I have a customer who gets: ORA-30926: unable to get a stable set of rows in the source tables:
Log show error Massage Error (30926)
13:52:19 (00:00:02.406) ERROR : Error (30926) (00:00:02.406) ORA-30926: Stabile Zeilengruppe in den Quelltabellen kann nicht eingelesen werden
TS03_MIN0100: UpdTable failed. Update inv_value in cMinTimeTable:
MERGE INTO HUBWBPMS5_ENTTS03005400223 a USING ( SELECT DISTINCT a.inv_value +
( a.inv_value_sum - h.inv_value ) AS inv_value , a.rowid xzfd_rid
FROM HUBWBPMS5_ENTTS03005700223 h , HUBWBPMS5_ENTTS03005400223 a
WHERE a.voucher_no = h.voucher_no AND a.sequence_no = h.max_seq_no
AND a.client = h.client ) xzfd_t ON ( xzfd_t.xzfd_rid = a.rowid )
WHEN MATCHED THEN
UPDATE
SET a.inv_value = xzfd_t.inv_value
I have checked for duplicate values in the tables but cant find anything unusual.
Maybe someone has an idea that could be useful.
The query is:
Query causing error (temp table):
INSERT INTO HUBWBPMS5_ENTTS03005700228 ( agg_flag , ace_code , activity , category , client , cost_dep , description , dim1 , dim2 , dim3 , dim4 , inc_ref , inv_value , max_seq_no , pd , period , project , resource_id , resource_typ , trans_date , unit , voucher_no , work_order , work_type )
SELECT agg_flag , ace_code , activity , category , client , cost_dep , description , dim1 , dim2 , dim3 , dim4 , inc_ref , SUM ( inv_value ) inv_value , max_seq_no , pd , period , project , resource_id , resource_typ , trans_date , unit , voucher_no , work_order , work_type
FROM HUBWBPMS5_ENTTS03005400228
WHERE agg_flag = 1
GROUP BY agg_flag , ace_code , activity , category , client , cost_dep , description , dim1 , dim2 , dim3 , dim4 , period , trans_date , voucher_no , max_seq_no , inc_ref , pd , project , resource_id , resource_typ , unit , work_order , work_type
When you get that error, it will be from a MERGE statement, and it indicates that there are multiple rows in the source dataset that match to a row you're joining to in the target table, and as such, Oracle doesn't know which one to use to do the update.

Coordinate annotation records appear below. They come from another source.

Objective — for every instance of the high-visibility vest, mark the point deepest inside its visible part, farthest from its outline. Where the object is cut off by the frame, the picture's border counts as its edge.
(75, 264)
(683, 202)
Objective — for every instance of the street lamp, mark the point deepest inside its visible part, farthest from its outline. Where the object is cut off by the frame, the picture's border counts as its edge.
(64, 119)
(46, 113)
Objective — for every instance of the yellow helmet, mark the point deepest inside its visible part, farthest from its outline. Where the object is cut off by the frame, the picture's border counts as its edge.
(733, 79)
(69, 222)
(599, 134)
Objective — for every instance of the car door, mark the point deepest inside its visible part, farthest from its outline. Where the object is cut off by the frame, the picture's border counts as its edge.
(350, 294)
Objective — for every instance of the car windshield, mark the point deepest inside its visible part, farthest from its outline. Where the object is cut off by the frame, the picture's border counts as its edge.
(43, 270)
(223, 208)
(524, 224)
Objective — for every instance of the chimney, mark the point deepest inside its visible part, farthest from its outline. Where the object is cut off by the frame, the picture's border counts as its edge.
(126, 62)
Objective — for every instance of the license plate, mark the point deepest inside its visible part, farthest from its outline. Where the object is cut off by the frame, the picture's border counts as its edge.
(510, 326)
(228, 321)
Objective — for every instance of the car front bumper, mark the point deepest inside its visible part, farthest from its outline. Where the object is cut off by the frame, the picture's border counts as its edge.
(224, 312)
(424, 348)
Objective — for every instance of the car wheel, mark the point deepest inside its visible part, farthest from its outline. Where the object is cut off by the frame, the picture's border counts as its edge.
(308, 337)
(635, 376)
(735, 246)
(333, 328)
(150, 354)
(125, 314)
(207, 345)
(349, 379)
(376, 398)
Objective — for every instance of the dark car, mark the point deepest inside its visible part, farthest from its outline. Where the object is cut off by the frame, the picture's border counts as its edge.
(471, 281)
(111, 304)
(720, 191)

Taking your merge statement:
MERGE INTO HUBWBPMS5_ENTTS03005400223 a
USING (SELECT DISTINCT a.inv_value + ( a.inv_value_sum - h.inv_value ) AS inv_value,
a.rowid xzfd_rid
FROM HUBWBPMS5_ENTTS03005700223 h,
HUBWBPMS5_ENTTS03005400223 a
WHERE a.voucher_no = h.voucher_no
AND a.sequence_no = h.max_seq_no
AND a.client = h.client) xzfd_t
ON (xzfd_t.xzfd_rid = a.rowid)
WHEN MATCHED THEN
UPDATE SET a.inv_value = xzfd_t.inv_value;
it looks like the join between the two tables HUBWBPMS5_ENTTS03005700223 and HUBWBPMS5_ENTTS03005400223 in the xzfd_t subquery causes multiple rows to be returned for one or more of the HUBWBPMS5_ENTTS03005400223 rows (ie. you get multiple rows returned for at least one a.rowid).
To check this, run:
SELECT xzfd_rid,
COUNT(*) cnt
FROM (SELECT DISTINCT a.inv_value + ( a.inv_value_sum - h.inv_value ) AS inv_value,
a.rowid xzfd_rid
FROM HUBWBPMS5_ENTTS03005700223 h,
HUBWBPMS5_ENTTS03005400223 a
WHERE a.voucher_no = h.voucher_no
AND a.sequence_no = h.max_seq_no
AND a.client = h.client)
GROUP BY xzfd_rid
HAVING COUNT(*) > 1;
In order to fix this, you'd need to make the xzfd_t subquery return a single row for each xzfd_rid. Possibly using row_number() to pick a single row, or an aggregate query to sum up all the h.inv_value fields per a.rowid instead of the DISTINCT.